Depuis décembre 2020, les opérateurs qui le souhaitent peuvent s’élancer hors de leurs frontières pour transporter des voyageurs sur les grandes lignes commerciales, notamment à grande vitesse. Ce sera le cas de la SNCF à partir du 10 mai qui fera rouler son train à bas coûts Ouigo en Espagne. Sur place, sa filiale Ouigo Espagne a dû tout bâtir en partant de zéro. Explications par Hélène Valenzuela, sa directrice générale.
Ville, Rail & Transports. Quelques semaines avant le lancement du TGV Ouigo en Espagne, où en êtes-vous ?
Hélène Valenzuela. Le premier train va s’élancer le 10 mai matin entre Madrid et Barcelone. Avant il y aura un train inaugural le 7 mai. Nous sommes en train de terminer les tout derniers préparatifs. Nos trains sont déjà visibles à Barcelone. On fait tous les jours deux allers-retours avec deux rames.
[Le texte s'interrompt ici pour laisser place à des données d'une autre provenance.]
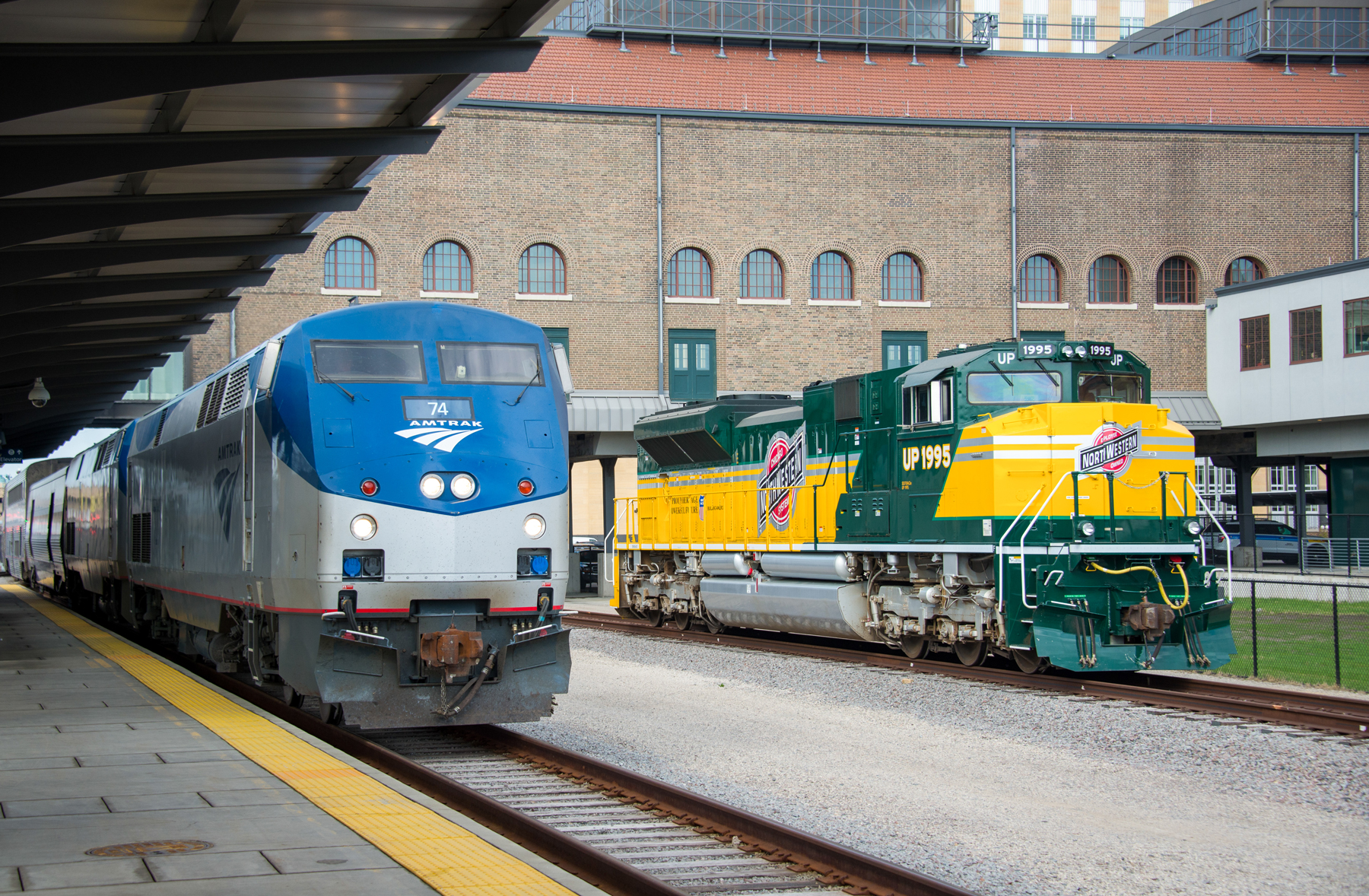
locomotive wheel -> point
(1028, 662)
(972, 653)
(915, 647)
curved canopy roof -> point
(157, 155)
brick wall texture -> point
(503, 179)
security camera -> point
(39, 395)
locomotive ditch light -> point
(463, 485)
(431, 485)
(363, 526)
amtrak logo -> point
(433, 434)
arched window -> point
(446, 268)
(903, 278)
(689, 275)
(1040, 281)
(761, 275)
(348, 265)
(1177, 282)
(541, 270)
(833, 277)
(1108, 281)
(1245, 270)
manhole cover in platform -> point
(151, 847)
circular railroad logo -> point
(150, 847)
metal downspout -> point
(1012, 211)
(660, 273)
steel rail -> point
(1327, 713)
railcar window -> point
(491, 364)
(1013, 388)
(369, 362)
(1110, 388)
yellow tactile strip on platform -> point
(446, 856)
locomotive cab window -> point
(1100, 386)
(929, 403)
(369, 362)
(491, 364)
(1013, 388)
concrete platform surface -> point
(116, 786)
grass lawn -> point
(1294, 640)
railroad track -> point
(623, 832)
(1313, 713)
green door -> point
(693, 365)
(903, 348)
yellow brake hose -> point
(1160, 584)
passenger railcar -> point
(370, 507)
(1013, 499)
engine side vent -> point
(236, 391)
(162, 422)
(140, 539)
(846, 399)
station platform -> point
(123, 774)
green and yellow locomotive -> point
(1020, 499)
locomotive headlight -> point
(463, 485)
(363, 526)
(431, 485)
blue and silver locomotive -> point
(370, 507)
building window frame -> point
(1235, 277)
(1254, 343)
(1177, 275)
(354, 272)
(1040, 277)
(1305, 335)
(1109, 288)
(1355, 321)
(697, 282)
(833, 280)
(903, 277)
(437, 270)
(541, 272)
(761, 278)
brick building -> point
(881, 196)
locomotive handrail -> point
(1021, 543)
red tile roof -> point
(592, 71)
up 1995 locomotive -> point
(1013, 499)
(370, 507)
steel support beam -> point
(41, 294)
(43, 259)
(49, 77)
(29, 220)
(30, 164)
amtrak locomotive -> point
(370, 507)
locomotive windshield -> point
(491, 364)
(1013, 388)
(1100, 386)
(369, 362)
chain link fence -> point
(1301, 632)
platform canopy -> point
(157, 155)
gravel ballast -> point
(997, 790)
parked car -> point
(1279, 542)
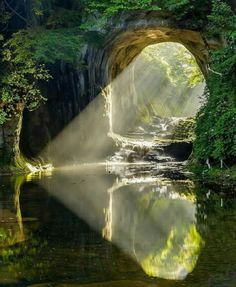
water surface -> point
(92, 226)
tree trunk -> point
(10, 150)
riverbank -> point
(223, 179)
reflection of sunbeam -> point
(153, 221)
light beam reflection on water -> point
(152, 220)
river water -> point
(134, 220)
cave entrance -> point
(156, 98)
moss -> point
(215, 176)
(184, 130)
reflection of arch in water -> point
(157, 229)
(11, 229)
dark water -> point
(91, 227)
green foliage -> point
(19, 82)
(184, 130)
(64, 18)
(46, 46)
(221, 18)
(216, 127)
(181, 67)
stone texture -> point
(71, 90)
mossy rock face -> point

Nous avons embauché les derniers personnels. Au total, nous avons recruté 135 personnes, dont 22 conducteurs. Il y a deux ans, nous étions deux, la responsable logistique et moi-même. Nous sommes partis de zéro et avons tout bâti. Aujourd’hui, nos bureaux, où tous les métiers se croisent, sont à deux minutes à pied d’Atocha, cette grande gare de Madrid complètement refaite. Nous avons lancé les ventes le 9 décembre dernier.
VRT. Vous vous lancez dans un contexte compliqué… Quel est le niveau des ventes ?
H. V. Mi-avril, les ventes étaient en hausse de 40 % par rapport à la semaine précédente. Le marché commence à s’animer. Certains trains affichent des taux d’occupation de 30 % ce qui est déjà de bon augure compte tenu des taux de remplissage des trains en France actuellement. Les voyageurs ont été tellement privés de déplacements qu’ils manifestent une forte envie de loisirs.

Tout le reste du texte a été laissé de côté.